Menurut laporan BroadChain, Michael Ippolito, salah satu pendiri Blockworks, mengungkapkan pada 5 April bahwa industri kripto tengah menghadapi masalah "kelangsungan hidup" token: pertumbuhan pasokan token jauh melampaui nilai yang dihasilkan, sehingga menyebabkan pengembalian terdilusi dan harga yang terlepas dari fundamental.
Data dari DWF Labs menunjukkan, lebih dari 80% proyek memiliki harga di bawah level saat TGE (Token Generation Event), dengan mayoritasnya anjlok 50% hingga 70% dalam tiga bulan—sebuah bukti nyata tekanan jual struktural di pasar token.
Ippolito menambahkan, meski kapitalisasi pasar secara keseluruhan relatif stabil, nilai rata-rata per token justru menunjukkan kinerja lemah—turun sekitar 50% dibandingkan 2021, dengan mayoritas token mengalami penurunan sekitar 80% dari titik tertingginya. Di sisi lain, keuntungan pasar terkonsentrasi pada sejumlah aset unggulan seperti BTC dan ETH.

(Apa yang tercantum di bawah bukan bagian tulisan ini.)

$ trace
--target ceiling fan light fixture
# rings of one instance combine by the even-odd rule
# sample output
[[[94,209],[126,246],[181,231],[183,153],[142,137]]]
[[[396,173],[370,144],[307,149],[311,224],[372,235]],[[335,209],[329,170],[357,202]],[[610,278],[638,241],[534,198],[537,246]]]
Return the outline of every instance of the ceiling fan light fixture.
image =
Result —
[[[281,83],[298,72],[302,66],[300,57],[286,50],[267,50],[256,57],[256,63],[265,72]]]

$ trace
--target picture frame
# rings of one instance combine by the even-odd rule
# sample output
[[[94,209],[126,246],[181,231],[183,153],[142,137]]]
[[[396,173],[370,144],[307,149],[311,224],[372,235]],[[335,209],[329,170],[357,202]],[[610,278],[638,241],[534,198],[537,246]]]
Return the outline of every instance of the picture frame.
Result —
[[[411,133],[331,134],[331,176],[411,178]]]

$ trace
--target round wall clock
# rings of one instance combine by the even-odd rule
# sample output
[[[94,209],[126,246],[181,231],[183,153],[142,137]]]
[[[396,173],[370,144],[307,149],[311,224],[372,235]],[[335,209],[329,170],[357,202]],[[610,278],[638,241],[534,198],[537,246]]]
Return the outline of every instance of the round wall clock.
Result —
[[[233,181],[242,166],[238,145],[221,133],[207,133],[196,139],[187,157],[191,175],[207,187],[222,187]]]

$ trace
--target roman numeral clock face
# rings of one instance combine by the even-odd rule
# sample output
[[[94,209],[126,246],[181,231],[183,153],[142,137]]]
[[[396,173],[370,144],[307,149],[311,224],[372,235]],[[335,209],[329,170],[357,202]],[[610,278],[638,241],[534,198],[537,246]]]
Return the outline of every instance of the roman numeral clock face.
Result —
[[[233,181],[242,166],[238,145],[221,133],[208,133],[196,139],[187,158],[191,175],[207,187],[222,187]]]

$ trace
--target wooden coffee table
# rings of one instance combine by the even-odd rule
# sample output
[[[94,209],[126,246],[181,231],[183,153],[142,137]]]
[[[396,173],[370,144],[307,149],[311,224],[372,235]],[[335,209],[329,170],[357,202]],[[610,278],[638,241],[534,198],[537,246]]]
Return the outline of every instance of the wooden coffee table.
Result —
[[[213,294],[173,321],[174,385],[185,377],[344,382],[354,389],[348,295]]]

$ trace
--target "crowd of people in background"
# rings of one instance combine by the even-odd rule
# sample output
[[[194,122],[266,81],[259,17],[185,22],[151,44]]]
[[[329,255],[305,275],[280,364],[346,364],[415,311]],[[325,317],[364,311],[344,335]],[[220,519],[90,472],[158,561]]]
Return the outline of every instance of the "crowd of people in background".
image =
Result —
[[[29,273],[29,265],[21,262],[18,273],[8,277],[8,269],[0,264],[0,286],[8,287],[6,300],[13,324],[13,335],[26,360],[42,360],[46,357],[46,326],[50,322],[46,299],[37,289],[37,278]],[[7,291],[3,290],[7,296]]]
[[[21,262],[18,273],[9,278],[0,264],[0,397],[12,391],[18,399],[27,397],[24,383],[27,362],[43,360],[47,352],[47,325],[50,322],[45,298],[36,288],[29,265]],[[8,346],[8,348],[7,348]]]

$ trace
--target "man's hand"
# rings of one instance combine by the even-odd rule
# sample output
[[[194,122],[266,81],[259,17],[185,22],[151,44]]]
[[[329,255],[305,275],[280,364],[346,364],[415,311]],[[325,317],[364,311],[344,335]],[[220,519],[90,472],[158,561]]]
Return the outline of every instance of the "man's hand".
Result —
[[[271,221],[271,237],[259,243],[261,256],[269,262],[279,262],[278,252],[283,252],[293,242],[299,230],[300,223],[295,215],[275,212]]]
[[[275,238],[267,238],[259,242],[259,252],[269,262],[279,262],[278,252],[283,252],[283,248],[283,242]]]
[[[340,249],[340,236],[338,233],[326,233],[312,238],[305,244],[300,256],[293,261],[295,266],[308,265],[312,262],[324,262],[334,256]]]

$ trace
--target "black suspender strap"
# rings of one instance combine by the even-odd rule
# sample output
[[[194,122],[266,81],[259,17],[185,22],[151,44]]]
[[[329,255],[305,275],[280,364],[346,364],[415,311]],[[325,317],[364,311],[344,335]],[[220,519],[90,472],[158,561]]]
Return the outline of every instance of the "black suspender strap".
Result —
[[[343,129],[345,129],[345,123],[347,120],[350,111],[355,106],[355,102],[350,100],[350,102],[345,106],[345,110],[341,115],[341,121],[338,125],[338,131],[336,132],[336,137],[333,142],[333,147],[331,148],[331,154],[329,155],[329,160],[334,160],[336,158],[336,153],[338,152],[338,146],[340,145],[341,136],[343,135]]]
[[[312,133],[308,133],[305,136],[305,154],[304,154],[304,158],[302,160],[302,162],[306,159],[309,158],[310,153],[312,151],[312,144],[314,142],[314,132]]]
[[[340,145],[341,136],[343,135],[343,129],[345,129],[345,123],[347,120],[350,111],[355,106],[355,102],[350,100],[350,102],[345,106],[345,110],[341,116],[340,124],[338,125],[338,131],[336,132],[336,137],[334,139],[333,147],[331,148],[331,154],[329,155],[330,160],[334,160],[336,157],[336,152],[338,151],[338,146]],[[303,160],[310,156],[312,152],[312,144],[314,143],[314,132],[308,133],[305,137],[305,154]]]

Selain itu, korelasi antara harga token dan pendapatan on-chain semakin melemah: kenaikan pendapatan protokol tak lagi diikuti kenaikan harga, menandakan menurunnya kepercayaan pasar terhadap kemampuan token dalam menangkap nilai. Mekanisme token perlu segera diperbaiki; jika tidak, pasar akan semakin terkonsentrasi pada aset-aset unggulan dan melemahkan ekosistem secara keseluruhan.